1st President of the Nepal Womans' Association
- In office 1947–1952

Personal details
- Born: December 10, 1925
- Died: August 26, 1996 (aged 70)
- Cause of death: Kidney Failure
- Spouse: Ganesh Man Singh
- Known for: Feminism Founder of the Nepal Womans' Association

= Mangala Devi Singh =

Nepali politician

Mangala Devi Singh (मंगलादेवी सिंह) was a pioneer feminist and prominent democratic right activist of Nepal. Singh got involved in politics in 1940 at the age of 16. Her husband was the leading Nepali Congress Leader Ganesh Man Singh.

In 1948 Mangala Devi Singh led a delegation to Prime Minister Padma Shumsher to demand education, employment and voting rights for women.

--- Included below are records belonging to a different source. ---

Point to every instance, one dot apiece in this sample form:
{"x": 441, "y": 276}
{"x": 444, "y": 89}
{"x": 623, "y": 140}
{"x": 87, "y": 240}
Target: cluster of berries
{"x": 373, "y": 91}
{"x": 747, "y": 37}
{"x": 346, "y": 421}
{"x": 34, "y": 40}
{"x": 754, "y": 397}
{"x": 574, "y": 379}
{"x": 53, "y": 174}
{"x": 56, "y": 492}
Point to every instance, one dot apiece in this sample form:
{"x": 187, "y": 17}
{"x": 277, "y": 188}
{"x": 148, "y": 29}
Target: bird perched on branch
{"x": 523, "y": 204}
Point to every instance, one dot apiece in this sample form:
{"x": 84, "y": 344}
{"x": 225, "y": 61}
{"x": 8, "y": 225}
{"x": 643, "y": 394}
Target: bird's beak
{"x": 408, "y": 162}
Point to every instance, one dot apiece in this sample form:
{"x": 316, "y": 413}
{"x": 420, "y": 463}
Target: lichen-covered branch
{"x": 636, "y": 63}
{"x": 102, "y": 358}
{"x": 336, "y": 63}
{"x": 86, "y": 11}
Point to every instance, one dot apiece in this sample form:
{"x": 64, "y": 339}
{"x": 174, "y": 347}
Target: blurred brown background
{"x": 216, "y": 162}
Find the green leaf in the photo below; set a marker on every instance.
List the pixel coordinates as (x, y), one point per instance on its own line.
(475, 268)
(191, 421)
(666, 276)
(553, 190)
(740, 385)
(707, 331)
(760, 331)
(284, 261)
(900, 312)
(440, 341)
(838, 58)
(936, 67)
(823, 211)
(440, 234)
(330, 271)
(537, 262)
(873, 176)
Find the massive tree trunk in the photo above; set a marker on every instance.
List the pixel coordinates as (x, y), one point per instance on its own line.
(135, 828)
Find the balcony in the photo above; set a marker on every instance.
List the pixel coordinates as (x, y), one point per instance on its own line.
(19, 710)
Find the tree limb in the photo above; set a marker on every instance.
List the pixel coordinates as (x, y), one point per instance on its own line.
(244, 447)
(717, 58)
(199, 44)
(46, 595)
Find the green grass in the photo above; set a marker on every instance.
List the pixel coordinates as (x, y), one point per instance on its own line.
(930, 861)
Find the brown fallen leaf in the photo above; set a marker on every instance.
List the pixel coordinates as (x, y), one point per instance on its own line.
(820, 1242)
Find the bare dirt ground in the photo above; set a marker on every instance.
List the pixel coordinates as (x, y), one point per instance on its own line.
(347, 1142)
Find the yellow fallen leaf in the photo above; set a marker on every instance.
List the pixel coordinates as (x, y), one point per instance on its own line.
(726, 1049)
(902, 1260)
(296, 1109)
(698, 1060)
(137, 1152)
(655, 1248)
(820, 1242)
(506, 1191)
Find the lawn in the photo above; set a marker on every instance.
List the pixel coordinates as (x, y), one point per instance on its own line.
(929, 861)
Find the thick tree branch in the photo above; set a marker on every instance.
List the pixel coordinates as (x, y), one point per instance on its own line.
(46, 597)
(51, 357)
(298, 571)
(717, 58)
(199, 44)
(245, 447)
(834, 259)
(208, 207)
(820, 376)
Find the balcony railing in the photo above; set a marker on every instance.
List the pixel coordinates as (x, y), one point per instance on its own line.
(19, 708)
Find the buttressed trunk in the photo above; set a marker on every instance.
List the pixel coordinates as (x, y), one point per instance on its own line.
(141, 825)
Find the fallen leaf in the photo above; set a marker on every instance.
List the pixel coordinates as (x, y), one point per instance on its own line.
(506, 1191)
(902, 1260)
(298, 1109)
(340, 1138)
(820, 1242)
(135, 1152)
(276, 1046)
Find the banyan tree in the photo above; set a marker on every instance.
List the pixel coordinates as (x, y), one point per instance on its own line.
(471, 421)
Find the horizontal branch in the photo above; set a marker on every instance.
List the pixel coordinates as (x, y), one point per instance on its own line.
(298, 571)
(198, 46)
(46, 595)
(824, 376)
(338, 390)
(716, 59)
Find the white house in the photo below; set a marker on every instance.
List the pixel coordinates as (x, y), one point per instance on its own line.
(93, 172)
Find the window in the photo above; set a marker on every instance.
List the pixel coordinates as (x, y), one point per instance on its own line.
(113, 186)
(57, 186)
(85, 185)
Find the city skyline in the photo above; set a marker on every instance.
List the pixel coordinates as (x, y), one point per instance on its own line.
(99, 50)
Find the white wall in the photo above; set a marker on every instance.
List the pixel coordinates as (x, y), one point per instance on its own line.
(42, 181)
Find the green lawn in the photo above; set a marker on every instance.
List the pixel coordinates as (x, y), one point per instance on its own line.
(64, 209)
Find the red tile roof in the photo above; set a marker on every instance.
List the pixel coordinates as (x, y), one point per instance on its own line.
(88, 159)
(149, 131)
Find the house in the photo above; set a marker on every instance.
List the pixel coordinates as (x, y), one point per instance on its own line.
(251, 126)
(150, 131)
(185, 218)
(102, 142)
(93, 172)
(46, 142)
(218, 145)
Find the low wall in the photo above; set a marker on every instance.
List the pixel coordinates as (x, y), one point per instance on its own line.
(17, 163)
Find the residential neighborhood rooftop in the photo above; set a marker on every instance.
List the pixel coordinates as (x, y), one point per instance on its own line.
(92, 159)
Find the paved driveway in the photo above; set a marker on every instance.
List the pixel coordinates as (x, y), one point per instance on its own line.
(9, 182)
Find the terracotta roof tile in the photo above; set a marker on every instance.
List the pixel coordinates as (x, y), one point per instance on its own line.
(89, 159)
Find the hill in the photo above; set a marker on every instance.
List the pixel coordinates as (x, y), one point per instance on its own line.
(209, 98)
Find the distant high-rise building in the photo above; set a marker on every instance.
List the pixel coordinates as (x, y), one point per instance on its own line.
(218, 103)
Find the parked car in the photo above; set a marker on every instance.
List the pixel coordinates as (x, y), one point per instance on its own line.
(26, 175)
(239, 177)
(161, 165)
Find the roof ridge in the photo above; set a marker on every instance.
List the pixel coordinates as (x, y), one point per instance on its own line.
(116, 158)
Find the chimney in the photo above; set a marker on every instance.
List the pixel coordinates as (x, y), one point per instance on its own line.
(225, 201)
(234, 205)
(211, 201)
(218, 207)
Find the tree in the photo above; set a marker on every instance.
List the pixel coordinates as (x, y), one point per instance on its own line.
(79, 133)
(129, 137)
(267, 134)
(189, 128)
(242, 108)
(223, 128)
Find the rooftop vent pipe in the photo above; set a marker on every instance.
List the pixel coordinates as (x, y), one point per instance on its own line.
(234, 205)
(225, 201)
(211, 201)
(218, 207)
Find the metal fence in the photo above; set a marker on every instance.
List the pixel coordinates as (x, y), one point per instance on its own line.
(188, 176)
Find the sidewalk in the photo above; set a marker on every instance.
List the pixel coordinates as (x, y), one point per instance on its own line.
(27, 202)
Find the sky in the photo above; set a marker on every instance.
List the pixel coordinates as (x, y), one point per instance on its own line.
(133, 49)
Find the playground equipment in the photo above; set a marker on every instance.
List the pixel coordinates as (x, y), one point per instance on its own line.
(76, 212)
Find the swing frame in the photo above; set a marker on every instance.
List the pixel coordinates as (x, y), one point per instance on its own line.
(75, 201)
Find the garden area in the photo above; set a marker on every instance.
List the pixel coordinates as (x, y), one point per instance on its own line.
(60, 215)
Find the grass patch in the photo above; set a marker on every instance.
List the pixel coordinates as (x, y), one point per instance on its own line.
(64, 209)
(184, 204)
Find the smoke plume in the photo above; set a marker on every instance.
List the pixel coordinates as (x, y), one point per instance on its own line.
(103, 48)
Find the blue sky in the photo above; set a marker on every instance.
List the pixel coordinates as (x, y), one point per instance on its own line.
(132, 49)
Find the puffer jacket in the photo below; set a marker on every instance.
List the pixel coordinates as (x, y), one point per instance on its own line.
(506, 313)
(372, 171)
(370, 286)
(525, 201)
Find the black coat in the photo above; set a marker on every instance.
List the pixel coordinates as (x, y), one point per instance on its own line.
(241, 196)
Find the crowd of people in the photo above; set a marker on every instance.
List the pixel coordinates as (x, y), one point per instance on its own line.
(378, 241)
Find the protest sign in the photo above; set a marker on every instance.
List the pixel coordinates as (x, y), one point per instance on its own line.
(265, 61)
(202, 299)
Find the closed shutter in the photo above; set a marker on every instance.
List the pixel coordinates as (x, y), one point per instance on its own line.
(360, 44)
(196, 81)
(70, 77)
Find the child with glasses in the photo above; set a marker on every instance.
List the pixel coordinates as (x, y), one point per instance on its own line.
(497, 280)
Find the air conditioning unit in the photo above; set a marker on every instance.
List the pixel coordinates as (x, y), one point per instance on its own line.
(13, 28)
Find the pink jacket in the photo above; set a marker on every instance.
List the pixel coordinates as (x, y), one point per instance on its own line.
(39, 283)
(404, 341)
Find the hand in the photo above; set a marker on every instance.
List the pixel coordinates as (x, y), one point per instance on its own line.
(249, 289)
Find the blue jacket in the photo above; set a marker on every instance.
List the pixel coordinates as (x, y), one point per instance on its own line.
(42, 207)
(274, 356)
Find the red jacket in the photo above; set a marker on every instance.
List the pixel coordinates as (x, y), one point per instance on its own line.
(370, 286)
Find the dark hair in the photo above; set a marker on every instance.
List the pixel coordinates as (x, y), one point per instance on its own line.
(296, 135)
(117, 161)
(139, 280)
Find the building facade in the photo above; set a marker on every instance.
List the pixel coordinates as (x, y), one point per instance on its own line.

In 1952 the Nepal Women's Association had an ideological split, with Mangala leading a faction which believed that women's rights could be attained through democratic reform. while another faction, led by Kamaksha Devi held the belief that only a radical change could provide women with their rights, this division culminated later that year when a decision to protest the arrival of First Indian Prime Minister Jawaharlal Nehru caused Mangala to lose her support. During the protest police arrested a number of women attempting to reach the Prime Minister to protest radically with black flags, contrary to this Mangala welcomed Nehru alone. This act lead to her removal as president and replacement with Kamaksha Devi.